Ford Delays New F-150
After losing its "best-selling vehicle in America" badge, Ford's F-150 has hit another pothole. Automotive News [sub] reports that the beleaguered Blue Oval Boyz are postponing the release of the all-new 2009 model by two months. The coompany says the delay will Ford can burn through its massive overstock of the outgoing model. Both F-150 plants will lose a shift this year, and one of the two will idle for most of the third quarter. These cutbacks are just part of the Ford's production slowdown. The Wall Street Journal reports that Ford will cut overall production by 25 percent in the third quarter, and by as much as 14 percent in Q4. "Ford has taken decisive action to respond to this accelerating shift in customer demand away from large trucks and SUVs to smaller cars and crossovers, and we will continue to act swiftly moving forward," says FoMoCo CEO Allan Mullaly. Ford also says its pre-tax earning will be worse in 2008 than 2007, and that cash burn will be higher than previously expected (by them, maybe). With $40b in liquidity, $23b in debt and $16b as good as spent to keep the turnaround on track until 2009, these cash burn issues are troubling, to say the least. Ford's stock reflects these concerns, currently down nearly 7 percent on the day. Paging Captain Kirk!

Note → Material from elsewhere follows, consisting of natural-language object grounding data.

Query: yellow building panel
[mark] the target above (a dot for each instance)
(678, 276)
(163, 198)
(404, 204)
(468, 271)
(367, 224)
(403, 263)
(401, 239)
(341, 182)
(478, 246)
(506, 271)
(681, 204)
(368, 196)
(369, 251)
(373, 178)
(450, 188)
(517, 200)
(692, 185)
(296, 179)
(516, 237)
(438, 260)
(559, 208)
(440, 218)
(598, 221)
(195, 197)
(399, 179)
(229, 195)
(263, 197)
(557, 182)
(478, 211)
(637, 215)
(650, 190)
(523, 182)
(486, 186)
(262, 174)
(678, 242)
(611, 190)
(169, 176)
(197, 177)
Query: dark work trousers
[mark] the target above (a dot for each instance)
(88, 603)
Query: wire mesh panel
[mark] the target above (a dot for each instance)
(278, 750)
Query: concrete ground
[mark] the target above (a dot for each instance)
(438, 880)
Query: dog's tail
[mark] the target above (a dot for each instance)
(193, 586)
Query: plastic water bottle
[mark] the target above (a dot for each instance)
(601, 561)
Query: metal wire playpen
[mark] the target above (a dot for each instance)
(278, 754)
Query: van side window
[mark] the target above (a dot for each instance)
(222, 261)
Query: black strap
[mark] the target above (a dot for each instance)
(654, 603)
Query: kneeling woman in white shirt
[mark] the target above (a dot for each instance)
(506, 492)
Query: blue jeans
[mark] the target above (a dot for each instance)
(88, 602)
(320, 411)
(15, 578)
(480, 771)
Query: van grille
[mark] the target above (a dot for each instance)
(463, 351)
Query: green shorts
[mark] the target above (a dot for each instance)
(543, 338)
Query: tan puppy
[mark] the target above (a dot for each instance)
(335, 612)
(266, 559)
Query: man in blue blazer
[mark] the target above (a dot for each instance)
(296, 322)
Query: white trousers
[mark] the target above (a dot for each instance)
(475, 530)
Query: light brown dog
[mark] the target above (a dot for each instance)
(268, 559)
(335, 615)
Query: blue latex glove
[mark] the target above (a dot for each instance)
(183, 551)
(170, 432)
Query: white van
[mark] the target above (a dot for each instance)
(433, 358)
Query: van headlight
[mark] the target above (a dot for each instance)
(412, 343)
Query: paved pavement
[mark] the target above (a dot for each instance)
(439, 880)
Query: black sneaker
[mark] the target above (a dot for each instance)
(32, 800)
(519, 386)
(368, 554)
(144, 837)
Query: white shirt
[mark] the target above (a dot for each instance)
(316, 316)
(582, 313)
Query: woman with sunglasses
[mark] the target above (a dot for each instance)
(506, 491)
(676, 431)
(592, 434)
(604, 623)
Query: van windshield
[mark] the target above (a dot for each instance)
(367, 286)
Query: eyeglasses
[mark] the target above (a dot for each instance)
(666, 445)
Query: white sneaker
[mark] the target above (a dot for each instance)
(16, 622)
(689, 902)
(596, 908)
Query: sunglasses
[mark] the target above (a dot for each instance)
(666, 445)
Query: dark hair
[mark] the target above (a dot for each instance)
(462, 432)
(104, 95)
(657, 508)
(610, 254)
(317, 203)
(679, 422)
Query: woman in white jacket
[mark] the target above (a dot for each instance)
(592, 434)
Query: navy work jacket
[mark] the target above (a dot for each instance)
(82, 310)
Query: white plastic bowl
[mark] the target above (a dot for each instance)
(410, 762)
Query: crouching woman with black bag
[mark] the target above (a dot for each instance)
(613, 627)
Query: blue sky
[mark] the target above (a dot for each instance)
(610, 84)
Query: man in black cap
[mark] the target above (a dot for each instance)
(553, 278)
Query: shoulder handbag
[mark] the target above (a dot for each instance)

RobertSD, it appears you have a lot of information about the operational aspects of the auto industry, or at least FoMoCo. Thanks for your insights. "When the full benefits of the UAW deal come into play and corporate finishes streamlining (probably late next year), unit net rev per small car at Ford will rival Honda and Toyota, even in the U.S." is truly great and game-changing news. I too have wondered why the Ranger has been neglected. Why did updating it "make no sense" two years ago? And more importantly, why does it take three years to bring a fresh compact/midsize BOF pickup to the US market? Good grief, it's not the Manhattan Project. Yes, making cars is complicated, but it's not a lot more complicated for Detroit than it is for the rest of the world.
Windswords, my guess is that we will lose two of the Detroit three. Chrysler may not survive the year. While Ford is the most likely survivor, the remaining company being GM is not out of the question. GM has enough product to survive with two or three badges, it has little chance with eight. The GM dealership I've visited most recently, a Chevy store in one of the most affluent areas in the U.S., is just depressing. A couple of Corvettes and HHRs next to a sea of white commercial vans practically indistinguishable from those sold 30 years ago.
dwford said: "... the drop in used market for these trucks means it makes little sense to buy new." That hangover effect is going to drag the truck market for quite some time. The fashion purchasers who are getting out when they can is going to continue to put a big supply of lightly used trucks on the market for cheap. Contractors and others who really need a truck are going to be able to pick 'em up on the cheap for at least another year or two. New truck sales are not going to stabilize for a long time. Ford is smart to push out the 2009 intro. Why introduce a new product into a dead market?
Although it will cost them in the short term, Ford delaying the 2009 F-150 intro is a smart move. Putting the new model on the lots next to all the old 2008s sitting there means they'd have to discount the old ones even more to try and move them. This way, it gives the dealers a little more time to get rid of the old ones at a more profitable margin. The wild-card in this scenario is Chrysler. They're ostensively in exactly the same situation and, thanks to a shoddier product, have a much more dire predicament. It will be interesting to see how their strategy shakes out with the new Ram being released and available ahead of the F-150, even though there seems to be just as many new 2008 Rams on Chrysler lots as there are new 2008 F-150s on Ford lots.